How many times have we seen this played-out? How many times has someone been accused of a crime, be it rape, child molestation, murder, or anything else, only to later see the case against them evaporate, as cases often do? But by then the media’s drama-building has done its damage, and the innocent-until-proven-guilty individual has had their life wrecked. And this doesn’t only apply to “celebrity cases” like those of Straus-Kahn, or even Lindsay Lohan. Local media do the same thing on a local scale.
Dominique Strauss-Kahn may be no angel, but it looks like he’s not guilty, either. We’ll never know because the news media have so infected this case with their constant need to speculate it can never have a reasonable resolution. The media defend their life-wrecking ways with the cry “the public has a right to know” – but do we have a right to know at the expense of the legal rights of the individual?
Some kind of accommodation of these conflicting rights must be found before the U.S. legal system becomes an adjunct of the media, a mere supplier of stories rather than a tool for resolution of criminal cases. Perhaps journalists should have the same access they have now, to follow a story from start to finish, but no right to publish until after the legal system has done its job. What purpose can minute-by-minute video and print serve other than to titillate and prejudice? Unless we want to give everyone in the country a button that lets us give a thumbs up or down on people’s guilt or innocence, and just do away with the legal process altogether.

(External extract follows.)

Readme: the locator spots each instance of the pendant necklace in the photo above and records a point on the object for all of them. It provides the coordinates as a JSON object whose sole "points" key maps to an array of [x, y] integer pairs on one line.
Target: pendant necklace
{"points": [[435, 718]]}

If we had such a button then Casey Anthony, charged with the murder of her daughter on wholly circumstantial evidence, would have already been executed and buried before her trial ends, as we all hit the “thumbs down” button at the hysterical bidding of drama-builders like Nancy Grace. Perhaps she’s guilty. Perhaps she’s not. Until a jury decides it really isn’t news. Until then it’s just ratings.